A large object, believed to be up to 10 kilometers (six miles) long, smashed into Mexico's Yucatan peninsula 65 million years ago.
 
Scientists believe the object, either a comet or an asteroid, triggered a firestorm and then a dust cloud that obscured sunlight. It inflicted lasting climate change that destroyed vegetation and ended the long reign of the dinosaurs.
 
In 1908, an asteroid or comet about 60 metres (200 feet) long exploded over Siberia with the force of 600 times the Hiroshima bomb, reducing a 40-km (25-mile) wide patch of forest to matchwood.
 
2001 YB5 has been categorised by NEAT as a "potentially hazardous" asteroid.
 
Although it poses no danger at all to the Earth at the moment, that could theoretically change in the future if its orbit around the Sun is deflected by the gravitational pull of a nearby planet.
 
Its trajectory crosses the orbits of Mars, Earth, Venus, and Mercury, NEAT said.
 
Astronomers are becoming increasingly vocal about the risks of asteroid collision, saying Earth has simply had a long run of good luck in escaping big cosmic debris for so long.
 
NASA's main focus is on identifying asteroids between one km and 10 kms (0.6 to six miles) across.
 
The number of these bruisers was once put at 1,000-2,000, which translates into a roughly one-percent chance that one of them will smash into the Earth in the next thousand years.
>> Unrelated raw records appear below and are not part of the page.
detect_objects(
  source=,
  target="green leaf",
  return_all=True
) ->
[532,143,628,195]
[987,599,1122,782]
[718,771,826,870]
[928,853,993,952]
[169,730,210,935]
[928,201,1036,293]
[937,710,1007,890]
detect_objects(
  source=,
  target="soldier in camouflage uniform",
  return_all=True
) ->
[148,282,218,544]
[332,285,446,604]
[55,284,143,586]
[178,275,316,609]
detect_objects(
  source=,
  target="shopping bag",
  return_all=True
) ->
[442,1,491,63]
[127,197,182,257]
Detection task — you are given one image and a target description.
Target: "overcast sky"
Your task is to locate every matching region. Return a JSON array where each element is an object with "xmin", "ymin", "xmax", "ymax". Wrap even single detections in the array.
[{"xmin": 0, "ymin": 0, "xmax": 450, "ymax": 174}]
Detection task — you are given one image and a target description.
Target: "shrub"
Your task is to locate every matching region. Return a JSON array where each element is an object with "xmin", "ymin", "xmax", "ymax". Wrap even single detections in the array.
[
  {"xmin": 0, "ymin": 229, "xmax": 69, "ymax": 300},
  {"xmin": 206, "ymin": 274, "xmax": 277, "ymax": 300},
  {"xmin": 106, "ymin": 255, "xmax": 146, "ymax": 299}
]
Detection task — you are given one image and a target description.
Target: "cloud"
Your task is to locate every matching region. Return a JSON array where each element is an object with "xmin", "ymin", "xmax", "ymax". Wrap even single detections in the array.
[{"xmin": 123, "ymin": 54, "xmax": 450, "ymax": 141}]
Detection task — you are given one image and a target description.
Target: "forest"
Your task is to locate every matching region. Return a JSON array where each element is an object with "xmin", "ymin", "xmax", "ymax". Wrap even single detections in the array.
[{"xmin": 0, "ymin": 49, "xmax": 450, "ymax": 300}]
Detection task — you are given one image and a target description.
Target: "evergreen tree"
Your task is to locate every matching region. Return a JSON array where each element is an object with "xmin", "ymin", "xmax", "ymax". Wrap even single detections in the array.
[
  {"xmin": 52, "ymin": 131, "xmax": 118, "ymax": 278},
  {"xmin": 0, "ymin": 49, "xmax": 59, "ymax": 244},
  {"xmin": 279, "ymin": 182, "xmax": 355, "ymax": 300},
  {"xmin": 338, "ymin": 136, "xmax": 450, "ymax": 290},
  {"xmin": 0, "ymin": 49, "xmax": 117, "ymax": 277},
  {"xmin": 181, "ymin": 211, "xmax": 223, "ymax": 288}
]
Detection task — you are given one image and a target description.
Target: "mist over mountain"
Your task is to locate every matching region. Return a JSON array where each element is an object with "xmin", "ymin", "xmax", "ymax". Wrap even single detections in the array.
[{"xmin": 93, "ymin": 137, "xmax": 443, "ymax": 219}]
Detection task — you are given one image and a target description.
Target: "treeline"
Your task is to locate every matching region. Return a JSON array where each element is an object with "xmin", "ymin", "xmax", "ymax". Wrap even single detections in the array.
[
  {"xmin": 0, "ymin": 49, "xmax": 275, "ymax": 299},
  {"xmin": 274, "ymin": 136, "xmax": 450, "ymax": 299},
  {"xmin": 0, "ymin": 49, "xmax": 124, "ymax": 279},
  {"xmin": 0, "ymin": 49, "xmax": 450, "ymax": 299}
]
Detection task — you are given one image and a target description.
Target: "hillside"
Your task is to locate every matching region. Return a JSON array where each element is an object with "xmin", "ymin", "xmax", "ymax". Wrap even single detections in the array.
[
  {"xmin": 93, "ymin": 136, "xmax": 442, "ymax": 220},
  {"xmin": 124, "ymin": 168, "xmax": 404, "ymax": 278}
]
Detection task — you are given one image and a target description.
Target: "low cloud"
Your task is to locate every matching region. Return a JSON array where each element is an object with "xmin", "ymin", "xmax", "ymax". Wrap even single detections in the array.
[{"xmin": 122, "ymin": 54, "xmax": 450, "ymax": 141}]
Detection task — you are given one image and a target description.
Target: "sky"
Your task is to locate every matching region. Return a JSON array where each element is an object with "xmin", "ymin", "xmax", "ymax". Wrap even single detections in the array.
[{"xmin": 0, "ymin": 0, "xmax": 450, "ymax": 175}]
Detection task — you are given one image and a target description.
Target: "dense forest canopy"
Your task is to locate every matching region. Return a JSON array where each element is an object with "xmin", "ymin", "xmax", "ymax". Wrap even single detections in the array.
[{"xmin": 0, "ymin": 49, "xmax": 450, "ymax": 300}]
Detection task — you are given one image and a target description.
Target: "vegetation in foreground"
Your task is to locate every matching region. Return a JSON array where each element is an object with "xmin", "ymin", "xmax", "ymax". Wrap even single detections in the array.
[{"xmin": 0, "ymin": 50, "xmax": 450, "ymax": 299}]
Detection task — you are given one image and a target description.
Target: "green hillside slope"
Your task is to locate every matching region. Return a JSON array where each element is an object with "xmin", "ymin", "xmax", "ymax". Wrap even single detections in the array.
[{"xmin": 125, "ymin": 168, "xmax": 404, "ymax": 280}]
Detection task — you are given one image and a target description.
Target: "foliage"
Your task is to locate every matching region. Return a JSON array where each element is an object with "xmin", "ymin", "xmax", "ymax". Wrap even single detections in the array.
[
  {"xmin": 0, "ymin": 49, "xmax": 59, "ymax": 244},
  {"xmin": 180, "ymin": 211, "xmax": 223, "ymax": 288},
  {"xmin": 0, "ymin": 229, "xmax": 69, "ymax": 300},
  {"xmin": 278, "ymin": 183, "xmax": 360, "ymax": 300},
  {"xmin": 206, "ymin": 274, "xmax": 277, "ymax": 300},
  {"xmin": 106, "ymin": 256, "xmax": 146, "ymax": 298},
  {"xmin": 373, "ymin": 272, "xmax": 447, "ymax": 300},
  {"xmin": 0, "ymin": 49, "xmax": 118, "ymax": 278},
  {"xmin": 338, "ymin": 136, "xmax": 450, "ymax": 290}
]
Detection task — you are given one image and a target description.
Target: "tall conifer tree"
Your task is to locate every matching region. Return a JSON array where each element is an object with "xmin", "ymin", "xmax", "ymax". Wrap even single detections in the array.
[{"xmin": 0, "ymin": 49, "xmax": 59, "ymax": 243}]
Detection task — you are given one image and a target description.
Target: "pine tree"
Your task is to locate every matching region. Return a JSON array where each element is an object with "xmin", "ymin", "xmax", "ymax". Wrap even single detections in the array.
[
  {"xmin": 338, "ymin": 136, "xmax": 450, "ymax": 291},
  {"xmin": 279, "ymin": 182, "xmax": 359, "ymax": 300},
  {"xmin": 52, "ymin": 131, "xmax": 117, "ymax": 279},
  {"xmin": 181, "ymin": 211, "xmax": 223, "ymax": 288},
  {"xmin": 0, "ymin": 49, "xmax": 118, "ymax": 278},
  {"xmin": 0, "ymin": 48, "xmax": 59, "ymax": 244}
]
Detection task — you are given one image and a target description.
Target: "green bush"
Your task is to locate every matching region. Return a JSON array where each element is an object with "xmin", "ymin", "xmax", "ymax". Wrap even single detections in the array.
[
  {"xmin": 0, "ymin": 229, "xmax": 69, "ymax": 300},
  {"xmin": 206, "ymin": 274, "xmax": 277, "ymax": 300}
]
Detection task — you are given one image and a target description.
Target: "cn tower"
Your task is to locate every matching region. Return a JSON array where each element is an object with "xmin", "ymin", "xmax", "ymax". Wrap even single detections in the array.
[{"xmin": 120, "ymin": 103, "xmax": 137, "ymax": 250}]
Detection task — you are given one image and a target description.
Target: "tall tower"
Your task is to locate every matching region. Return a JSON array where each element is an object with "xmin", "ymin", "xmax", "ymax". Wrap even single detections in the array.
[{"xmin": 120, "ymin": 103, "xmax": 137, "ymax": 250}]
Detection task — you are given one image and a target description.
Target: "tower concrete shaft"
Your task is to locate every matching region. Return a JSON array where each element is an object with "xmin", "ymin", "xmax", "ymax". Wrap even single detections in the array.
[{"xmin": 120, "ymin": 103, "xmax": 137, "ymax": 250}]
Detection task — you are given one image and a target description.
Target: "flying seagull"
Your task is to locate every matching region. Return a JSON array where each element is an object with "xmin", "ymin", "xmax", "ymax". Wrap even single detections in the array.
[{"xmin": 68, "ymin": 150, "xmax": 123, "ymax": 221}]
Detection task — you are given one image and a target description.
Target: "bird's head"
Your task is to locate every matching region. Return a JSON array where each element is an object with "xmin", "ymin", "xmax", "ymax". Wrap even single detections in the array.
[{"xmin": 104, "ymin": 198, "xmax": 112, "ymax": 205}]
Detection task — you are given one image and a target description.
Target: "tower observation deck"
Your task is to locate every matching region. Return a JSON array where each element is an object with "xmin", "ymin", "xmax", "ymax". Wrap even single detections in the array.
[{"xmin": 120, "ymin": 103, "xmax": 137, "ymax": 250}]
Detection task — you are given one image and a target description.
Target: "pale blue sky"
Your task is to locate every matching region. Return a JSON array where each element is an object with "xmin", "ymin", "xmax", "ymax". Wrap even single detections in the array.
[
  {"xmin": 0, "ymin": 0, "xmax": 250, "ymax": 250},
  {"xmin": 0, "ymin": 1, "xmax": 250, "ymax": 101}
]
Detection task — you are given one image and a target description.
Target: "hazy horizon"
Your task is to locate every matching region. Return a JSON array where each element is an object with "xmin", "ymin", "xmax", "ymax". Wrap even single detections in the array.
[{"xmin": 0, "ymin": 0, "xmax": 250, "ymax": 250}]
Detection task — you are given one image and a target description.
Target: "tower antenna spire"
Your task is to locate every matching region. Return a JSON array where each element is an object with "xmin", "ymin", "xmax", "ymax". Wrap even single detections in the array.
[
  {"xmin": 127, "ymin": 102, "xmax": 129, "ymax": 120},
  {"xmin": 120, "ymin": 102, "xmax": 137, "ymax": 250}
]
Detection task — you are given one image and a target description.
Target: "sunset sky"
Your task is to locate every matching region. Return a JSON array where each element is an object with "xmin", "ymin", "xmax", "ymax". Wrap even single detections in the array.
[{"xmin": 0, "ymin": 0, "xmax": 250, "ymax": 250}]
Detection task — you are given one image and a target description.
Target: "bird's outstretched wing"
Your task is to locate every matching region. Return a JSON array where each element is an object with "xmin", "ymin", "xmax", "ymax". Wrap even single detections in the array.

In January 2001, that estimate was downgraded to 700, plus or minus 230.
 
Even so, that leaves the vast majority of space objects, which are under one km (0.6 miles), still to be detected.
 
Noting the belated discovery of 2001 YB5, Peiser said, "had we discovered that the thing were on a collision course, there is nothing that we could have done... nothing has been done on planetary defence."
 
David Jewitt, an astronomer at the University of Hawaii at Honolulu, has estimated there is a one-percent statistical chance that the Earth will be struck by a 300-metre (715-feet) asteroid sometime this century.
 
"Such an impact would deliver a withering 1,000-megatonne explosion and cause perhaps 100,000 deaths," according to his assessment, adding that in a densely-populated area, such as the US eastern seaboard or Western Europe, the fatalities could rise into "tens of millions."
 
On January 1, the British government announced it was setting up a centre in Leicester, central England, to pool information about potentially hazardous asteroids.
 
It will also launch a pilot study to track asteroids using a telescope on the Canary Islands, in the central-eastern Atlantic.